A imagem impressiona. Silvino deitado numa maca, a sair do
relvado do Delle Alpi levado por um grupo de homens da Croce Rossa. A cara do
guardião do Benfica está em sangue. E o grito de dor, mesmo que não chegue pelo
som da TV, «ouve-se» na expressão do guarda-redes. Vialli tinha sido o único
italiano a dar-lhe atenção, depois de ter estado minutos estendido, já com 1-0
no marcador, e rodeado de colegas. Estão lá Schwarz, Paulo Madeira, Hélder,
Veloso, Mozer e Paneira. Paulo Sousa só se atreve a dar uma espreitadela. Neno
aquece na lateral e acaba por entrar.
O Benfica como um todo não vai recuperar do lance do
primeiro golo em Turim e acaba eliminado por 3-0 após 2-1 na Luz. A Juventus
caminha até à glória e levanta a Taça UEFA 1992/93 mais à frente. Silvino deixa
a baliza por um mês por causa da jogada. Hoje que já a deixou em definitivo, é
adjunto no Chelsea, num trajeto feliz, com mais de dez anos, ao lado de
Mourinho. Mas, certamente, que o Juventus-Benfica da Liga Europa, nesta
quinta-feira, mesmo à distância de 21 anos daquele outro, lhe faz levar a mão à
cara ainda. E para quem lá esteve, a dor de Silvino ainda se ouve, como eco de
uma das grandes injustiças cometidas àquela equipa de Toni.

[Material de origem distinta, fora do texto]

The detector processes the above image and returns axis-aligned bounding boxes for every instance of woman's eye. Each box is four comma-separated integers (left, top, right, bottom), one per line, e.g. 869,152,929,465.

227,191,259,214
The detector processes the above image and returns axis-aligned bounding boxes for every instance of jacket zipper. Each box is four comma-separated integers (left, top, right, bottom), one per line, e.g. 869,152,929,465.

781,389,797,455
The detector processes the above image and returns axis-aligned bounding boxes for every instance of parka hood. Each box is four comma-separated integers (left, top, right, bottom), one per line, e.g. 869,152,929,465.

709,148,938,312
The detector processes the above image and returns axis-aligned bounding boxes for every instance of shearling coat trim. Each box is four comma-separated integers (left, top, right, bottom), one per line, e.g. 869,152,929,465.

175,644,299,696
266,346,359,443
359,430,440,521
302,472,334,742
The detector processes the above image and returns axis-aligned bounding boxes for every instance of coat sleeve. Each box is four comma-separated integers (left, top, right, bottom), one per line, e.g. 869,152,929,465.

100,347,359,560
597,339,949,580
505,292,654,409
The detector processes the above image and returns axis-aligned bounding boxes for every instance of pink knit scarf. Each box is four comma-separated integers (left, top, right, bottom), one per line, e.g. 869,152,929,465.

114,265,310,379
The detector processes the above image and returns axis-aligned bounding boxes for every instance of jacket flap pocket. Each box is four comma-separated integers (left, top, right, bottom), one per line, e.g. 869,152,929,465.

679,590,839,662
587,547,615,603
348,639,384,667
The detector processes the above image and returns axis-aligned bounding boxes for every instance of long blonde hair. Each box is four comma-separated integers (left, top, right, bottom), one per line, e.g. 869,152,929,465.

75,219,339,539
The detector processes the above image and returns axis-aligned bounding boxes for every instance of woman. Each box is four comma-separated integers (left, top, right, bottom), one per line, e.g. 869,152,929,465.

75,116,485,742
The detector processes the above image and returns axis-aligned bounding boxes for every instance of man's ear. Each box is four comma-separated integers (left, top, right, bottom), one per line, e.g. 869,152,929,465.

Silvino na maca, com a cara cheia de sangue
«O ambiente em Lisboa foi impressionante. Lembro-me que foi
muito difícil jogarmos lá e perdemos 2-1. Felizmente, emendámos em Turim e
ganhámos-lhes 3-0. Marquei nesse jogo […] e ainda me lembro dessa vitória com
grande orgulho.»
Dino Baggio foi o vilão de serviço. Décadas depois daquele
3-0 de Turim, ainda se especula sobre conspirações que envolveram a partida, a
pender para a Vecchia Signora e com o árbitro em foco: o dinamarquês Peter
Mikkelsen, ao serviço do comité de arbitragem da FIFA por estes dias. Para quem
jogava no Benfica da época, Dino Baggio e o juiz têm de estar no mesmo
parágrafo, para uma sentença conjunta.
O orgulho de que o antigo médio falou à UEFA nesta semana
pelo triunfo em 1993 encalha, para os encarnados, no 1-0. Silvino relatou ao
Sport Europa e Benfica, livro do Maisfutebol: «O Moeller marcou o canto, eu saí
para socar e o italiano saltou para não me deixar ver a bola. Partiu-me o nariz
com o cotovelo. Tive de sair logo.» Mikkelsen ignorou o choque e assinalou o
golo do alemão Kohler. «No final, o árbitro foi pedir desculpas a mim e ao
senhor Gaspar Ramos», recordou Silvino.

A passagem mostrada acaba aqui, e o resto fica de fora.